0

I have to calculate a pca using processpca (lecture excercise, not able to user alternatives here I think) from the Neural Network Toolbox of a 400*60000 matrix (on a 64bit 8gb ram machine). The error message is:

Error using eye
Out of memory. Type HELP MEMORY for your options.
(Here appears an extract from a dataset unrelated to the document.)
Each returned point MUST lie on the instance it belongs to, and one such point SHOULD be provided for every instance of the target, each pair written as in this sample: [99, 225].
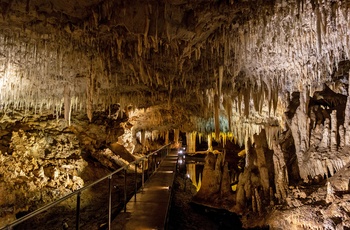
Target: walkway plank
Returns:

Error in processpca.create (line 15)
    settings.transform = eye(R);

Error in processpca (line 60)
[y,settings] = processpca.create(x,param);

Error in pca (line 21)
[trainDataPCA,psPCA] = processpca(trainData);

My code is:

% PCA - Reduce feature dimensions to selected dimensions
function [trainDataPCA,trainLabelsPCA] = pca(trainData, trainLabels, nDim)

if nargin < 3 
    print "Exact three arguments needed"
    return
end 

% Reduce nDim to max size of input data
nDimIn = size(trainData,1);
nDimOut = min(nDim,nDimIn);

% Normalise feature  - standard deviation 1, mean 0
trainData = trainData';
trainLabels = trainLabels';
[trainData,trainPS] = mapstd(trainData);

% Calculate PCA
[trainDataPCA,psPCA] = processpca(trainData);
trainDataPCA = trainDataPCA(:,1:nDimOut);

% Map PCA to labels
trainLabelsPCA = processpca('apply',trainLabels,psPCA);
trainLabelsPCA = trainLabelsPCA(:,1:nDimOut);

trainDataPCA = trainDataPCA';
trainLabelsPCA = trainLabelsPCA';

What can I do in this situation?

EDIT: My memory:

Maximum possible array:      9861 MB (1.034e+10 bytes) *
Memory available for all arrays:      9861 MB (1.034e+10 bytes) *
Memory used by MATLAB:       680 MB (7.128e+08 bytes)
Physical Memory (RAM):      8187 MB (8.585e+09 bytes)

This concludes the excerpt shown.